Where practical, they should be managed in a separate group for targeted nutrition from scanning time, perhaps with lean twins if necessary. They should be condition scored and fed to gain condition if lean. Weight gain during this time is associated with heavier lamb birth weights – an important contributor to lamb survival in triplet ewes. Adequate feed space (more than 45cm for trough feeding or 15cm for ad-lib forage) is important for all ewes, especially the triplet group.
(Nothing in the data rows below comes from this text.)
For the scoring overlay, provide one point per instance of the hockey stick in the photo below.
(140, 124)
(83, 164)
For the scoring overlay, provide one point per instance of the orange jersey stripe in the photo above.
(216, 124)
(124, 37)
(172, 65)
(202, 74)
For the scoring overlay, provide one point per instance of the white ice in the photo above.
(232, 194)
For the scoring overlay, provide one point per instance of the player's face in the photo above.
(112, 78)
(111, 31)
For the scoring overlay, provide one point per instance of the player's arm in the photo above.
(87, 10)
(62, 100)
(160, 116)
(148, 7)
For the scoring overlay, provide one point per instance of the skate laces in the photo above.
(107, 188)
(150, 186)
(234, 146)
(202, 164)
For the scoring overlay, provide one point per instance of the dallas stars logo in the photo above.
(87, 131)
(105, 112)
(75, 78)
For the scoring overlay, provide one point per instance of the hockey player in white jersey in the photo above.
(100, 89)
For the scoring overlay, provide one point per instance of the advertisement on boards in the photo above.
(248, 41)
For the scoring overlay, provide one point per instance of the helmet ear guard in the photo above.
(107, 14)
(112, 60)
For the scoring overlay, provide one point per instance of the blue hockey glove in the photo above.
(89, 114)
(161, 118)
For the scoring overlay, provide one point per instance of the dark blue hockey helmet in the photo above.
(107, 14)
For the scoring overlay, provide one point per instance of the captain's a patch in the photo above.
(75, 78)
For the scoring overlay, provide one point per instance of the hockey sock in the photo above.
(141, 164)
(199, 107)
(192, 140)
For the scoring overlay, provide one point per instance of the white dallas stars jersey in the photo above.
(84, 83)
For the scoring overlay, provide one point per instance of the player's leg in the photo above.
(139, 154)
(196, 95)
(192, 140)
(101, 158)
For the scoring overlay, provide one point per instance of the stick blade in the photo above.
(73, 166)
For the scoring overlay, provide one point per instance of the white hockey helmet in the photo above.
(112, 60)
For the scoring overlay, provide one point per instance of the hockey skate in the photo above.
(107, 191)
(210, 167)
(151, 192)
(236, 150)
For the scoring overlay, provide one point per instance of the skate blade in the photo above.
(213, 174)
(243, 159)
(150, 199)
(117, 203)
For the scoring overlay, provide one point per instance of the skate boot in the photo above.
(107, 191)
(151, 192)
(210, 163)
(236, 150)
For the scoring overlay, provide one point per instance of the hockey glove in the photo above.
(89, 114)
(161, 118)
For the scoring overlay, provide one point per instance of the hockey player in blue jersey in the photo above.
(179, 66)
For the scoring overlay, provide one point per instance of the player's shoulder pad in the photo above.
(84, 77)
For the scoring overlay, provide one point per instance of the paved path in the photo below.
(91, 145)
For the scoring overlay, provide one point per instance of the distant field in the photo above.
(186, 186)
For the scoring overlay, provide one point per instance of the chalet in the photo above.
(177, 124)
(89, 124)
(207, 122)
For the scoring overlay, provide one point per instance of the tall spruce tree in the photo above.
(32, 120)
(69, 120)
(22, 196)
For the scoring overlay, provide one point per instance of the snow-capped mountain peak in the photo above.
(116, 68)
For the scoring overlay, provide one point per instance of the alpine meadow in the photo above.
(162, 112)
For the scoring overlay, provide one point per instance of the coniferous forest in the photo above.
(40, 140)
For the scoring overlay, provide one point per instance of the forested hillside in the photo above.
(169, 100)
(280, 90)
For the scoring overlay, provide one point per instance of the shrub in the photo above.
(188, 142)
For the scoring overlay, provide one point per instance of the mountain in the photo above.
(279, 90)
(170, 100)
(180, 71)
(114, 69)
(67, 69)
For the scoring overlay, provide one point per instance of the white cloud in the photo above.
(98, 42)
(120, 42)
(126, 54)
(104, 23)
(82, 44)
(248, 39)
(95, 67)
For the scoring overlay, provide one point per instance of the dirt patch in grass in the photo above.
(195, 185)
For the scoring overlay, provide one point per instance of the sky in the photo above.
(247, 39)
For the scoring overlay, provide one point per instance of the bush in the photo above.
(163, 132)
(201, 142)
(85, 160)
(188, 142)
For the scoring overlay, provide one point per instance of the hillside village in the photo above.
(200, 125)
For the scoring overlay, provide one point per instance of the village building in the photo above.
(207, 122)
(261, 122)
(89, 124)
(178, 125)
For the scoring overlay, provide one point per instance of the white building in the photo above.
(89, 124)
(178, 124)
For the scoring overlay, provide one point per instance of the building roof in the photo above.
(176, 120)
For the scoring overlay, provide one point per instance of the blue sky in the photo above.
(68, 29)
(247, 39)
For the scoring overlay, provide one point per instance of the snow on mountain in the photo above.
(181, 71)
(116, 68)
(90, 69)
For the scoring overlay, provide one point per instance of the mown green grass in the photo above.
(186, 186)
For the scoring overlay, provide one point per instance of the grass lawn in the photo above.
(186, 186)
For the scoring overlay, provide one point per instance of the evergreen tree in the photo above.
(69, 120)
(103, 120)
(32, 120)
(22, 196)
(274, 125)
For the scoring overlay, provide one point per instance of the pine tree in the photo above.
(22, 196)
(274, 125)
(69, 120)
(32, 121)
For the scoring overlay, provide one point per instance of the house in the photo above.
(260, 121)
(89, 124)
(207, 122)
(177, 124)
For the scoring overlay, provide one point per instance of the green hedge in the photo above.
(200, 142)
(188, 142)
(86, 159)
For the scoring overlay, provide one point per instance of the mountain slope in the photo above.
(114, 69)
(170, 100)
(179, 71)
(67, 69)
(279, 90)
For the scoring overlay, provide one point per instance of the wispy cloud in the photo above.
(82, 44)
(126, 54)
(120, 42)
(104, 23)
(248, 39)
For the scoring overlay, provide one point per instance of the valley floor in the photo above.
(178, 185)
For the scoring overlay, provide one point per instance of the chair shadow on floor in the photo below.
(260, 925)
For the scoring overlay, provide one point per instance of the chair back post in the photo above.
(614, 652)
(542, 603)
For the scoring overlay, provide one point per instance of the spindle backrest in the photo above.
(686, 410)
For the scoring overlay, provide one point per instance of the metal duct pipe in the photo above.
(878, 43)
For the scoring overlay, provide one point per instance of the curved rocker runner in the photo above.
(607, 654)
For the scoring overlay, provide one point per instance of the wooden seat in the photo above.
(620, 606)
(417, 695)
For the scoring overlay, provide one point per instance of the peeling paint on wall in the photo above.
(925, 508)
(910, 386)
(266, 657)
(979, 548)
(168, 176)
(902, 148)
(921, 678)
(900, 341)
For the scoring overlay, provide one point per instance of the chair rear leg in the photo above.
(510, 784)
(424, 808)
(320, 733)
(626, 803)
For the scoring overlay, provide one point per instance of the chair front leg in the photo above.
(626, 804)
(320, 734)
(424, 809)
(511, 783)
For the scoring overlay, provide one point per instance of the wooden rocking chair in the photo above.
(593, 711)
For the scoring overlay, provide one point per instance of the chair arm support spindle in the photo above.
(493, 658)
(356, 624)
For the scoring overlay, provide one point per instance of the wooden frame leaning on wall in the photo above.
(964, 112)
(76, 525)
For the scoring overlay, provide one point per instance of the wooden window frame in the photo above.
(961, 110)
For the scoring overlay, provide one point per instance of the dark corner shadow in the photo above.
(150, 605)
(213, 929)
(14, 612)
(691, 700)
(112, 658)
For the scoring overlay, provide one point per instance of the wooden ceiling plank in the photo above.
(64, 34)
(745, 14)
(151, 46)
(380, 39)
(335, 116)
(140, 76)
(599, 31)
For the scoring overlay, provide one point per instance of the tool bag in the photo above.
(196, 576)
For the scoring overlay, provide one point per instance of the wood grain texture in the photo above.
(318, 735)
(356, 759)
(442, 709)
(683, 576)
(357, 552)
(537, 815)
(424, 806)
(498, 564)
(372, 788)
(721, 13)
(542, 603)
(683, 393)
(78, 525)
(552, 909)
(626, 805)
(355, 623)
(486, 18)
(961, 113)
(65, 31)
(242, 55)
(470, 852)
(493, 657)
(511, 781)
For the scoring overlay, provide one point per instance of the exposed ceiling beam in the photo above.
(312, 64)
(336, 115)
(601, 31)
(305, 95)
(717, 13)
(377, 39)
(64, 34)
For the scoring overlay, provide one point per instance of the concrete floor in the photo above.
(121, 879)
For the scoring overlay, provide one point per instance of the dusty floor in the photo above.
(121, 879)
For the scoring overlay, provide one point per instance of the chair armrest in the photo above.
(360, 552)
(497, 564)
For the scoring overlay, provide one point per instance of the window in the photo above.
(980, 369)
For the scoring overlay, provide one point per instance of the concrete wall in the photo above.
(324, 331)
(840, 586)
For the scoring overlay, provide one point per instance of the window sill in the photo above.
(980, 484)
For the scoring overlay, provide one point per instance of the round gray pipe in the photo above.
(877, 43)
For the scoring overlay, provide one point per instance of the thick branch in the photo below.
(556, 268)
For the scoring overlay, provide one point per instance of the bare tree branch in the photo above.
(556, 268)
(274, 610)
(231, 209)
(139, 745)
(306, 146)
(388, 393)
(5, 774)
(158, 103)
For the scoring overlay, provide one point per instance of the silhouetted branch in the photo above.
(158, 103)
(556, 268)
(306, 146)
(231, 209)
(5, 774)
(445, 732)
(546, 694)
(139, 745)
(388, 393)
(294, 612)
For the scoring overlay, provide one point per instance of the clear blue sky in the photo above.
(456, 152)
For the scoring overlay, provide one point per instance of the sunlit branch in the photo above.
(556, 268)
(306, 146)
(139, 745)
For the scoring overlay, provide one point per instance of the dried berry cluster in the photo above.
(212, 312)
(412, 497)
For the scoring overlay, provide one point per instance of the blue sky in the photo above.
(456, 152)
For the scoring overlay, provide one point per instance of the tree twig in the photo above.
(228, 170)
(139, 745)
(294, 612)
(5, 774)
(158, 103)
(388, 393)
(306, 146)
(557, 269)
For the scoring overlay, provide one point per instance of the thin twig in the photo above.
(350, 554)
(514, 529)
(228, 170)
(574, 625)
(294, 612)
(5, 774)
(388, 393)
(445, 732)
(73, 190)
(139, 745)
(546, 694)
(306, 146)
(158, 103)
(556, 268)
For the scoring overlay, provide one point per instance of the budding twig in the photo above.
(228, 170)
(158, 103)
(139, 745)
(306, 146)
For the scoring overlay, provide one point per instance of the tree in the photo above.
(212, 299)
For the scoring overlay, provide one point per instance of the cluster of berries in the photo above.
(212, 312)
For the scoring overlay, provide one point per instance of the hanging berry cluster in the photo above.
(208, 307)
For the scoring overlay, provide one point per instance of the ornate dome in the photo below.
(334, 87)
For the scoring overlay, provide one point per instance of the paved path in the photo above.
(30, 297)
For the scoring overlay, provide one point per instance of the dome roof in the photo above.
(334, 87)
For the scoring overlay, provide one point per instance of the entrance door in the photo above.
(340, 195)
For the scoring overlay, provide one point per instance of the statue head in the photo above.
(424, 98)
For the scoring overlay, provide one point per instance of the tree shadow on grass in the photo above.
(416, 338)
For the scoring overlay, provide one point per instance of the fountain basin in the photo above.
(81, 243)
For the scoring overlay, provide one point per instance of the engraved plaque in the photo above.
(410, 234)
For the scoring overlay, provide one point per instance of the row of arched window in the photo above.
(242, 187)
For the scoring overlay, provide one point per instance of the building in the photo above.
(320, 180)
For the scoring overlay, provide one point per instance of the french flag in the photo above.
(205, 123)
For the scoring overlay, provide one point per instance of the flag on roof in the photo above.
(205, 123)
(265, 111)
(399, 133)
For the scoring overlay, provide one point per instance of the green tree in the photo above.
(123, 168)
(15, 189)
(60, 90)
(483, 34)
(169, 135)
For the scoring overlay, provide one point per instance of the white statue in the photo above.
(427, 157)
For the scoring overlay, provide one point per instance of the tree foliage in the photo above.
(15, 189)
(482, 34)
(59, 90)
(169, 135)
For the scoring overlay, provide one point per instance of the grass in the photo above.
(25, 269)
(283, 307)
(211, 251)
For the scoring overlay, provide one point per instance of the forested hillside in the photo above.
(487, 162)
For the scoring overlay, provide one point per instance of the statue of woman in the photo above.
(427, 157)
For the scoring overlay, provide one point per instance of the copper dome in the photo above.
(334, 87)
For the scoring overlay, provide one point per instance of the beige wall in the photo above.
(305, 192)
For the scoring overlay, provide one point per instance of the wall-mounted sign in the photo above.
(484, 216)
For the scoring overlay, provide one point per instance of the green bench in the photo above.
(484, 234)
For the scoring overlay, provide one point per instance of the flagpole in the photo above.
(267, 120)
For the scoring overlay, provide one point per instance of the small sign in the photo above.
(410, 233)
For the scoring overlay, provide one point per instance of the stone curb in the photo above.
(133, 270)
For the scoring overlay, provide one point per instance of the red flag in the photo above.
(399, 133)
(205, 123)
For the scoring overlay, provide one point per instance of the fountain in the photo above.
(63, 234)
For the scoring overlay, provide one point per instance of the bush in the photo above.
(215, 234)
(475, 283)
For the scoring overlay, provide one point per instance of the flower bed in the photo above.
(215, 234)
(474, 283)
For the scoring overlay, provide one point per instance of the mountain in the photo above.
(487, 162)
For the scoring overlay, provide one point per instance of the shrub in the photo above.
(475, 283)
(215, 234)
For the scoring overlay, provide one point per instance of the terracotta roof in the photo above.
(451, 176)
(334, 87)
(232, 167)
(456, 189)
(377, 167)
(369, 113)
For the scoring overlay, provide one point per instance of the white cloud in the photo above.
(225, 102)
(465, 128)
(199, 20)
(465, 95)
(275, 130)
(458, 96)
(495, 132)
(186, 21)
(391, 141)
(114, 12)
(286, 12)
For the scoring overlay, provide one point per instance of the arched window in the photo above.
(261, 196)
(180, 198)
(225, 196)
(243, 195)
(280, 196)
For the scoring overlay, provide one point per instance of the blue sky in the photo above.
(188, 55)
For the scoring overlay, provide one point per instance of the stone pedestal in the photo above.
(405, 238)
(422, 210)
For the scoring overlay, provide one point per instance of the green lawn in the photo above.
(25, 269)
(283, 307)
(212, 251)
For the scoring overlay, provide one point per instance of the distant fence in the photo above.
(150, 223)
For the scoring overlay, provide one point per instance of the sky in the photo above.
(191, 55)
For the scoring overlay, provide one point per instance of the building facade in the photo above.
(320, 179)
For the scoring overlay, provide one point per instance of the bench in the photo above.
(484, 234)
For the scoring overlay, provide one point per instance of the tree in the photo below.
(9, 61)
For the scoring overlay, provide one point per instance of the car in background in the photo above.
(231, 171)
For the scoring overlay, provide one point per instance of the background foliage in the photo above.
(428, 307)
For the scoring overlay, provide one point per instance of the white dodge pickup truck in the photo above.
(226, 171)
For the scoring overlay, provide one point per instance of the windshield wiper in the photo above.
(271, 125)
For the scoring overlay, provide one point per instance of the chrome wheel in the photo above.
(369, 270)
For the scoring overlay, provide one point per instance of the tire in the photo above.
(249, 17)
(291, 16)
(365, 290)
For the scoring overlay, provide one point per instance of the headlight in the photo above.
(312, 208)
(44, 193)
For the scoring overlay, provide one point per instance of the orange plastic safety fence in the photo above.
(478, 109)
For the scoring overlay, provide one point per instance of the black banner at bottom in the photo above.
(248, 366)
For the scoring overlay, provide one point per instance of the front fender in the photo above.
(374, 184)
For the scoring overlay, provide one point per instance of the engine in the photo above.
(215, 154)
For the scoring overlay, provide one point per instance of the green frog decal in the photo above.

Mismothering issues are greater with triplets. Mismothering can end up being a dominant cause of lamb mortality – reuniting a wandering lamb with the ewe is more dependent on the lamb finding the busy mother rather than the other way round. For this reason, keep group sizes as small as possible.

Triplet bearing ewes take longer to lamb which is stressful on the ewe and can result in slow lambs – both affect the all-important colostrum consumption by the lamb. Other issues that affect lambing process are disturbances and competition with other ewes, therefore check they have sufficient lying space (1.2-1.4m2) and are in the least disturbed areas.

After birth, most will remove a lamb to be fostered on to another ewe or put in with the pet lambs. The lightest lamb is generally the best one to select for this as they tend to intake the least milk and have poorer survival chances.

Triplet-bearing ewes rarely produce sufficient colostrum for three lambs, ideally supplement with colostrum from another ewe in the flock or purchase a good quality colostrum. They will be most prone to infectious disease so be vigilant and treat if necessary. Some ewes can rear three lambs – these ewes would benefit from creep feeding or specialist herb forage crops.

Triplets can seem like more pain than they are worth, but with favourable lamb prices in recent years and the potential negative impact on the ewes themselves – they are worth the extra effort to manage them well. Consider genetics and flushing management in future years if they are proving too challenging for your system.